| Classe |
Agravo de Instrumento |
| Tipo Julgamento |
Mérito |
| Assunto(s) |
Não padronizado, Registrado na ANVISA, Fornecimento de medicamentos, Pública, DIREITO DA SAÚDE |
| Competência |
TURMAS DAS CAMARAS CIVEIS |
| Relator |
ANGELA ISSA HAONAT |
| Data Autuação |
25/07/2025 |
| Data Julgamento |
10/12/2025 |
EMENTA: DIREITO CONSTITUCIONAL E ADMINISTRATIVO. AGRAVO DE INSTRUMENTO. DIREITO À SAÚDE. IDOSO. INSUFICIÊNCIA VENOSA CRÔNICA SEVERA (CEAP 6). ÚLCERAS VENOSAS ATIVAS. INSUMO NÃO MEDICAMENTOSO. BOTA DE UNNA. REGISTRO NA ANVISA. NATJUS. PRESCRIÇÃO MÉDICA INDIVIDUALIZADA. TEMA 106/STJ E TEMA 1234/STF. INAPLICABILIDADE AUTOMÁTICA. PROBABILIDADE DO DIREITO E PERIGO DE DANO DEMONSTRADOS. TUTELA DE URGÊNCIA. DECISÃO REFORMADA. RECURSO PROVIDO.
I - CASO EM EXAME
1. Trata-se de agravo de instrumento interposto contra decisão proferida pelo Juízo da 1ª Vara da Fazenda e Registros Públicos de Gurupi, que indeferiu pedido de tutela antecipada em ação ordinária de obrigação de fazer, por meio da qual se busca compelir o Município de Gurupi a fornecer a Bota de Unna, insumo prescrito por médico especialista para tratamento de insuficiência venosa crônica severa (CEAP 6), com úlceras venosas ativas, dor intensa e edema acentuado, refratária aos tratamentos disponibilizados pelo SUS.

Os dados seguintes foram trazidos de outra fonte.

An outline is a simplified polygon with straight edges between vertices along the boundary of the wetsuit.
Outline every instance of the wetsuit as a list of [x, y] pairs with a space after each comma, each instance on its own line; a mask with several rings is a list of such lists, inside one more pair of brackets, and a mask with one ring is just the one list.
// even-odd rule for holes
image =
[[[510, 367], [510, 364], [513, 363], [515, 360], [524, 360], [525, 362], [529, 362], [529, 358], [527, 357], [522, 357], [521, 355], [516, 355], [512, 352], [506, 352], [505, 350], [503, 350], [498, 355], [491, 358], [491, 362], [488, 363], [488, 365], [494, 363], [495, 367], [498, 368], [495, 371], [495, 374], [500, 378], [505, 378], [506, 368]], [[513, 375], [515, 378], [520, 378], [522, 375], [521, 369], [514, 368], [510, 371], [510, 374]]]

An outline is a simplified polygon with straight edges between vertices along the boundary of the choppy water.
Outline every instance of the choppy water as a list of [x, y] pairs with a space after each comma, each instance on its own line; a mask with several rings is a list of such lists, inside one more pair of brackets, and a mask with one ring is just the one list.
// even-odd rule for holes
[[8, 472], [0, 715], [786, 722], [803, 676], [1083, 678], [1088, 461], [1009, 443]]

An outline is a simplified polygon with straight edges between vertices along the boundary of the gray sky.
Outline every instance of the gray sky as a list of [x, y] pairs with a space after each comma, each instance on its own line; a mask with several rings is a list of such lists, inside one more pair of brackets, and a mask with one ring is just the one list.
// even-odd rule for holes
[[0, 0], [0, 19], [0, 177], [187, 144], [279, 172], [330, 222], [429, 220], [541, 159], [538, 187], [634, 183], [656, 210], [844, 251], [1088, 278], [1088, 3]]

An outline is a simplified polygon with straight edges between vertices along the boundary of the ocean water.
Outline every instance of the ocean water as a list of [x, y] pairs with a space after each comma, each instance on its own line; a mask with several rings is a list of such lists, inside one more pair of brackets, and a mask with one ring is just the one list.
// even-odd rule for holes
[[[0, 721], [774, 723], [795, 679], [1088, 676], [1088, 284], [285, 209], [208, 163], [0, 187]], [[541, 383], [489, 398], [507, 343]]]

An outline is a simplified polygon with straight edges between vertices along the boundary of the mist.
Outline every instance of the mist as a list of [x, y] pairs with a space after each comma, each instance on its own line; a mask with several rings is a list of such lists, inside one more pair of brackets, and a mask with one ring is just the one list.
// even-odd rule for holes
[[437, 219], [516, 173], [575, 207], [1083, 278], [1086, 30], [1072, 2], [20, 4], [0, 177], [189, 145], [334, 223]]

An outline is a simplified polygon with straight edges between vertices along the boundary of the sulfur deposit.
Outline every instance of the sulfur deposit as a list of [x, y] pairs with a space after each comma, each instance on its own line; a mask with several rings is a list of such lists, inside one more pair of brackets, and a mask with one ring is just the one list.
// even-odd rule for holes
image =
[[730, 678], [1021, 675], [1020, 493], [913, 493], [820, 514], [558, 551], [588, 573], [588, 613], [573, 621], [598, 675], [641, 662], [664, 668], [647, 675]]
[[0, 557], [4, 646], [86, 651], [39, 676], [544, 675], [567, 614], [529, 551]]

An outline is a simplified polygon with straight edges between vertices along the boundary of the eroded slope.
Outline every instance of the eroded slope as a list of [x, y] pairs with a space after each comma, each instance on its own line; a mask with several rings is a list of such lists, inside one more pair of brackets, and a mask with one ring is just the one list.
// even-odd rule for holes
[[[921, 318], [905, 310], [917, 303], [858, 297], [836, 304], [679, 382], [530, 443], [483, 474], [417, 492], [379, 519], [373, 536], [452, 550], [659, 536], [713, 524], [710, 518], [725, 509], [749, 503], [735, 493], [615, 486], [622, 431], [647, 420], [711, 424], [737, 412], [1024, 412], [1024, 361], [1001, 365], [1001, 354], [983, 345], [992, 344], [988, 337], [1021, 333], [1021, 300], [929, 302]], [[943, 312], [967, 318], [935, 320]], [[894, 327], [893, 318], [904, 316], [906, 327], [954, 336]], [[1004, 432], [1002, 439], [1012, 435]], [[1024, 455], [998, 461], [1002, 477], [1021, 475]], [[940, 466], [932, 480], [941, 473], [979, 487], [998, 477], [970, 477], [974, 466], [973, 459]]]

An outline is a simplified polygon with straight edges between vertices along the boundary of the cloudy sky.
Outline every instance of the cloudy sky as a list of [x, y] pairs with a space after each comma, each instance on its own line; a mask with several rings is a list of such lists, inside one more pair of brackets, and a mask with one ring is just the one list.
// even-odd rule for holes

II - QUESTÕES EM DISCUSSÃO
2. A questão em discussão consiste em: (i) verificar se, diante da gravidade do quadro clínico, da refratariedade aos tratamentos convencionais do SUS e da prescrição médica circunstanciada, estão presentes os requisitos do artigo 300 do CPC para concessão de tutela de urgência para fornecimento da Bota de Unna; e (ii) definir se, tratando-se de insumo não medicamentoso com registro na ANVISA, é exigível a observância estrita dos critérios fixados no Tema 106 do STJ e no Tema 1234 do STF, bem como se o parecer desfavorável do NATJUS e a ausência de requerimento administrativo formal impedem a concessão judicial do insumo.
III - RAZÕES DE DECIDIR
3. O agravo de instrumento preenche os requisitos de admissibilidade, mostrando-se próprio, tempestivo e interposto por parte legítima, com impugnação específica dos fundamentos da decisão recorrida, razão pela qual deve ser conhecido.
4. O direito à saúde, previsto nos artigos 6º e 196 da Constituição Federal e regulamentado pela Lei nº 8.080/1990, constitui direito fundamental de eficácia imediata, impondo ao Estado, em sentido amplo, o dever de assegurar acesso efetivo a ações e serviços de prevenção, tratamento e recuperação da saúde, com especial proteção à pessoa idosa, garantida pelos artigos 230 da Constituição Federal, 3º e 15 do Estatuto do Idoso e pela Política Nacional do Idoso (Lei nº 8.842/1994).
5. A documentação médica evidencia que o agravante, pessoa idosa, é portador de insuficiência venosa crônica severa (CEAP 6), com úlceras venosas ativas e grave comprometimento funcional, tendo se submetido, ao longo de anos, a tratamentos disponibilizados pelo SUS, tais como escleroterapia com espuma e medicações, sem controle adequado da doença, circunstância que demonstra a ineficácia das alternativas terapêuticas usuais e a imprescindibilidade da Bota de Unna, expressamente indicada como necessária à cicatrização das lesões e à prevenção de complicações graves.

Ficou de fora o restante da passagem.